Introduction
The payments landscape is changing rapidly. The traditional payment methods are being replaced by digital solutions, and customers are increasingly expecting a frictionless experience. In response, fintech companies have come to the forefront of the payment industry with innovative solutions that make transactions easier and more secure for everyone involved in the transaction cycle.
Payment adoption continues to increase
As the use of payment cards continues to grow, it is important to note that cash is still the dominant mode of payment in many countries. In 2017, there were 452 billion transactions involving cash worldwide–compared with just over 1 billion for mobile payments and just under 1 billion for contactless card payments (such as Apple Pay). However, these figures represent significant growth from 2014 when there were 375 billion transactions involving cash and only 6 million for mobile payments and contactless cards combined.
Fintech innovation has led to a decline in cash usage.
Cash is being replaced by digital payments. Cash usage has declined significantly in recent years, with the proportion of people who use cash for all or part of their transactions falling from 75% in 2012 to 54% in 2017. This trend is likely to continue as fintech innovations increasingly allow consumers and businesses alike to make payments via mobile apps, cryptocurrencies and other alternatives that don’t require physical currency.
Fintech is improving the customer experience.
Fintech is improving the customer experience.
Fintech companies are providing better services and making payments more secure, which has a direct impact on your customers’ satisfaction with you.
Payments are increasingly becoming digital.
Payments are increasingly becoming digital. The use of cash is decreasing, while the use of digital payments is increasing.
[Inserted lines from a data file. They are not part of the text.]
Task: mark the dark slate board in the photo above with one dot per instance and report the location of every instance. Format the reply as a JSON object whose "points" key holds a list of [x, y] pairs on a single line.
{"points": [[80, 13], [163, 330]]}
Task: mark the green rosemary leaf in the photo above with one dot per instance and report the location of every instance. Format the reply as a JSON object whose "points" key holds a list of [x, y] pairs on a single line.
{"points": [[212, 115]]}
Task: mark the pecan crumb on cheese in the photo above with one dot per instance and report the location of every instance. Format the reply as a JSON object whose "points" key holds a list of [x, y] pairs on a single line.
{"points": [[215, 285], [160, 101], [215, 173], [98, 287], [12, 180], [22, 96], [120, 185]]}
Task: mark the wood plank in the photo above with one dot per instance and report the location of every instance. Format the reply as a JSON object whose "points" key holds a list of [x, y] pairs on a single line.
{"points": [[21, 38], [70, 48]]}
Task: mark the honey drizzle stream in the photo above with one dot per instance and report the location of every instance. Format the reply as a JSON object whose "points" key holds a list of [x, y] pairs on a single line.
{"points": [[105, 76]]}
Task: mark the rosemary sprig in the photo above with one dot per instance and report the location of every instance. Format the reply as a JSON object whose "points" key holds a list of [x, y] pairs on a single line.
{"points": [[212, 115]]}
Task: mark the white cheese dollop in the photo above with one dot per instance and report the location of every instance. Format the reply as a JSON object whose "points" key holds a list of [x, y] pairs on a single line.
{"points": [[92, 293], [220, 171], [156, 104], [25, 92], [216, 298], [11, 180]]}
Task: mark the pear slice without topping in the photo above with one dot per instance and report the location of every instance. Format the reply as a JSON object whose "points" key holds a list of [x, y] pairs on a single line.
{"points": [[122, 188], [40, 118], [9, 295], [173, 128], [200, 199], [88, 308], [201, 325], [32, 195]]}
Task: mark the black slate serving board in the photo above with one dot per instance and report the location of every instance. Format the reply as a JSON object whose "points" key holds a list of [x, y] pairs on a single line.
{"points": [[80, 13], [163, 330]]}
Mobile devices have become an integral part of our lives, and they’re changing how we interact with money.
Digital payments have several advantages over traditional methods:
- They’re faster than cash or checks–you can make a payment in seconds without waiting for the transaction to be processed by a third party (e.g., bank).
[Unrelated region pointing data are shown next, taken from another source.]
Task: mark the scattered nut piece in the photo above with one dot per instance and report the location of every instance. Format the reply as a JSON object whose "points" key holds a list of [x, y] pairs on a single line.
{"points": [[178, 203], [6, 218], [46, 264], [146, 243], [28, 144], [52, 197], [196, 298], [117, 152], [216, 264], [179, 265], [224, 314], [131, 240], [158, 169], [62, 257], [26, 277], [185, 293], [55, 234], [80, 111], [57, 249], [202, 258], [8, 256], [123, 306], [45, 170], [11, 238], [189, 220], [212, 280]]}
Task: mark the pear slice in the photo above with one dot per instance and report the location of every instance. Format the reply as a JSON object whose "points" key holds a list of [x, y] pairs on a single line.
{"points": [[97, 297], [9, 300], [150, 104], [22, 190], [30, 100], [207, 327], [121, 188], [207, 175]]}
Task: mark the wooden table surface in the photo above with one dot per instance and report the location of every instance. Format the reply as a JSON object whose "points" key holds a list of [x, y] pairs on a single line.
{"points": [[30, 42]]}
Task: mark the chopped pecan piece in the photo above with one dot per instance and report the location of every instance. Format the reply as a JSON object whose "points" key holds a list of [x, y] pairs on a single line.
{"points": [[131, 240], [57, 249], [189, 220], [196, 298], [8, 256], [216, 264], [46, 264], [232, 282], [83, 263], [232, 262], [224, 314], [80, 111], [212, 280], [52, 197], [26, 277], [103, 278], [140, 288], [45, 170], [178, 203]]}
- They’re more secure than cash or checks because they use encryption technology to protect customer information from being hacked by criminals who want access to your data so they can steal your identity and money.
Fintech companies have made significant contributions to the future of payments
The payments landscape is undergoing a transformation as it adapts to the demands of an increasingly digitized world. Fintech companies have made significant contributions to this evolution, introducing new products and services that are changing the way consumers pay.
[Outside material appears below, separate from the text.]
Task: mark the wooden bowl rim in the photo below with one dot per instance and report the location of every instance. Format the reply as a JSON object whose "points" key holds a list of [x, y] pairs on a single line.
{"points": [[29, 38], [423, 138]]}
Innovations in fintech can be divided into three categories:
- Payments – The use of digital assets for secure, fast and convenient transactions between parties
- Lending – Providing loans based on data from borrowers’ mobile phones or social media profiles
- Insurance – Offering insurance policies through mobile apps
Conclusion
As we’ve seen, the future of payments is bright. Fintech companies are innovating at a rapid pace, making it easier for consumers and businesses alike to pay each other. Payments are becoming more convenient, secure and efficient thanks to these innovations. In addition, fintech companies have made significant contributions to society by providing financial services that were previously unavailable or unaffordable for many people around the world.